Not an “Old Person’s” Disease
Heart disease is not only an “old person’s” disease. Every day, young men and women are having heart attacks and strokes. Cathy, age 42, had a strong family history of heart disease but was not worried because she had always been told, “Women don’t have heart attacks.” But the reality is, heart disease is the number one killer of woman. When she started experiencing shortness of breath while exercising and having weird pains in her chest she knew it was time to see a doctor. It was a good thing she listened to her instincts, two of her coronary arteries were almost completely blocked. Without medical intervention, Cathy’s condition could have been fatal.
Know Your Numbers
Do you know the most critical numbers for your heart health? The American Heart Association recommends that you know these key numbers.
- Blood pressure: A normal blood pressure is 120/80. If your blood pressure is high, your risk for heart disease greatly increase. Check your blood pressure at one of the FREE monitoring stations in Olathe, Mission or Overland Park.
- Cholesterol: Too much cholesterol in your blood increases your risk for heart disease. Get tested to learn your total cholesterol, good (HDL) and bad (LDL) cholesterol and triglycerides.
- Blood Sugar: High blood sugar can damage your heart.
- Body Mass Index (BMI): The higher your BMI, the higher your risk for heart disease, especially at BMI greater than 30.
Schedule a visit with your healthcare provider to learn your numbers and assess your risk for heart disease. In addition to knowing your numbers, you can make a few changes to keep your heart healthy and ticking.
Maintaining a Healthy Ticker
There are two things you can do today to start on a path to a longer, healthier life. Even modest improvements to your health can make a difference.

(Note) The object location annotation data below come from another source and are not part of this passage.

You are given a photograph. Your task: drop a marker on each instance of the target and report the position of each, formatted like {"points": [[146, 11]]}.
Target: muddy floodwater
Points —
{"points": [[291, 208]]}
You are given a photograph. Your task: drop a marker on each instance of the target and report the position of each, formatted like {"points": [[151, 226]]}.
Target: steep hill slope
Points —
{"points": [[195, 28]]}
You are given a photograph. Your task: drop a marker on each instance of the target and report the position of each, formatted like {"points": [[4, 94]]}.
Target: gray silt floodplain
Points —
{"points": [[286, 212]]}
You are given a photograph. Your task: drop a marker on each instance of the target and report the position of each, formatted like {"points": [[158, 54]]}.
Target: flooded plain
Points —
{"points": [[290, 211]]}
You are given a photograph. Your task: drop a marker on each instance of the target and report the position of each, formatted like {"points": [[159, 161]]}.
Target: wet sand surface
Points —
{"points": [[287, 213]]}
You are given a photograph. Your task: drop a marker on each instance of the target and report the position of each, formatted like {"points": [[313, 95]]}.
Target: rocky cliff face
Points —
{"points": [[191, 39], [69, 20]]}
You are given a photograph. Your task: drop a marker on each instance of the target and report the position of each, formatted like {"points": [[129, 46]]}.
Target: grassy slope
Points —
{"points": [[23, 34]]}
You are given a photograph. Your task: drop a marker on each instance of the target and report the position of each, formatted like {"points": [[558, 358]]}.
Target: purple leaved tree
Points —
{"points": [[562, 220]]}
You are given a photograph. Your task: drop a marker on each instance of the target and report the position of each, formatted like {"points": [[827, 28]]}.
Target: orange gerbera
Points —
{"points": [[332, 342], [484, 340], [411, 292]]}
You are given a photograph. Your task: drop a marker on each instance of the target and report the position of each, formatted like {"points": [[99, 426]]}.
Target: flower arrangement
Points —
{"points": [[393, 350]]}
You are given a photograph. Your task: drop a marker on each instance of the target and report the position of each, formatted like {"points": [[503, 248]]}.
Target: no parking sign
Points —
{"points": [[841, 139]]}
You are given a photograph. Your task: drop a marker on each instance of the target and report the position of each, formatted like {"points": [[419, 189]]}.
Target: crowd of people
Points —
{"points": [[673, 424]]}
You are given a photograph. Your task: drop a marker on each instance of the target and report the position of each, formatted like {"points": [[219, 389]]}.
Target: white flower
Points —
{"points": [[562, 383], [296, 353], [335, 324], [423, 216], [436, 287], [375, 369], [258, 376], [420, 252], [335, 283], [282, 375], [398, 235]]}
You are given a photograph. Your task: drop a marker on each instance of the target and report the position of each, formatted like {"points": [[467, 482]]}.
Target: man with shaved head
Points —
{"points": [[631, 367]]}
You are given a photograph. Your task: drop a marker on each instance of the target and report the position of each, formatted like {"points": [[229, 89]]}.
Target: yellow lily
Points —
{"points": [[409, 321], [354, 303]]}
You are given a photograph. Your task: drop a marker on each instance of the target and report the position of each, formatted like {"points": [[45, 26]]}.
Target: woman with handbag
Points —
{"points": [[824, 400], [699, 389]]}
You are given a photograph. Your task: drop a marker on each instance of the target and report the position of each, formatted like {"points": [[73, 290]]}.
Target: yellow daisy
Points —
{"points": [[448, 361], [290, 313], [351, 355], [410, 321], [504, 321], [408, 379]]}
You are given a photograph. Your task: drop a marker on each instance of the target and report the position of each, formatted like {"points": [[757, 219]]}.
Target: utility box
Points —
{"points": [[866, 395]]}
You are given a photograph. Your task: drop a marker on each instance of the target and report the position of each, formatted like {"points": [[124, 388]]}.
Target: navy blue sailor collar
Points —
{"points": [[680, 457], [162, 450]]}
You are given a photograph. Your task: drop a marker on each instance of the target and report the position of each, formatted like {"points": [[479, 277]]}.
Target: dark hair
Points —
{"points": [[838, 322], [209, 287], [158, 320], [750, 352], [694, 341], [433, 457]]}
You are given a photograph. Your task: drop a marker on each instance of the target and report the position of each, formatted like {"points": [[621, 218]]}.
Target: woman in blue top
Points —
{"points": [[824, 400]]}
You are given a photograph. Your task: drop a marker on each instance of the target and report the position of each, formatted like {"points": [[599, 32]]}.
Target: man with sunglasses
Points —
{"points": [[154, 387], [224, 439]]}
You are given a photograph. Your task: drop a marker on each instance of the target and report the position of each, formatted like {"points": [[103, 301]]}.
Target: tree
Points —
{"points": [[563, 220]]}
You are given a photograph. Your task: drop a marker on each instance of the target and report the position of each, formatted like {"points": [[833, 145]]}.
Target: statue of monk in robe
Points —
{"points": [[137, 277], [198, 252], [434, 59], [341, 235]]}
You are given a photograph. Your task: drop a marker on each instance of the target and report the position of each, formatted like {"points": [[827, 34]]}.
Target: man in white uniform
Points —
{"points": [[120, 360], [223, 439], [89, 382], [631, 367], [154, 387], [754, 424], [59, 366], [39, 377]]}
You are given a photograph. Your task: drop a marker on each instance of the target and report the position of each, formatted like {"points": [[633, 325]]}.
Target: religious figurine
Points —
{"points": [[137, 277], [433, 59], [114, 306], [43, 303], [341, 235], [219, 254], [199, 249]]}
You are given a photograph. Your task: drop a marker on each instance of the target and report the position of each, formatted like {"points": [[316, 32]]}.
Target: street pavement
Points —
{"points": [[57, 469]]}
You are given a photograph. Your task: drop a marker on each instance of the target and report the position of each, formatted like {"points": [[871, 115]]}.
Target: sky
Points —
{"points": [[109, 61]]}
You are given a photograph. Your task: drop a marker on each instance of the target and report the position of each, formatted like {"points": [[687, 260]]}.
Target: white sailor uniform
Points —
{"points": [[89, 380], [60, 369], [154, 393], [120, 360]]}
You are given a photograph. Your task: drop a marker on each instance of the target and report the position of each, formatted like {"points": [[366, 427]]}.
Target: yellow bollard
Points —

- Get Active: Daily physical activity increases your length and quality of life. Just 30 minutes of moderate physical activity (like brisk walking), five times per week, can lower your risk for heart disease, stroke and diabetes. Pretty soon, the weather will get warmer and we will see the sun for more than an hour at a time. Find a new trail or park and phone a friend to meet you there for a 30 minute walk.
- Eat Better: Make sure your diet includes fruits, veggies, low-fat dairy, fiber-rich whole grains and lean meats including fish. To learn more about a heart healthy diet and try some yummy recipes, join us at one of our heart month events at the Olathe Public Library on February 14, 2017 or February 21, 2017.
Making just a few changes to keep your heart healthy can add not only years to your life but years that are more enjoyable, free from heart disease and other chronic conditions. Live well today to live better tomorrow!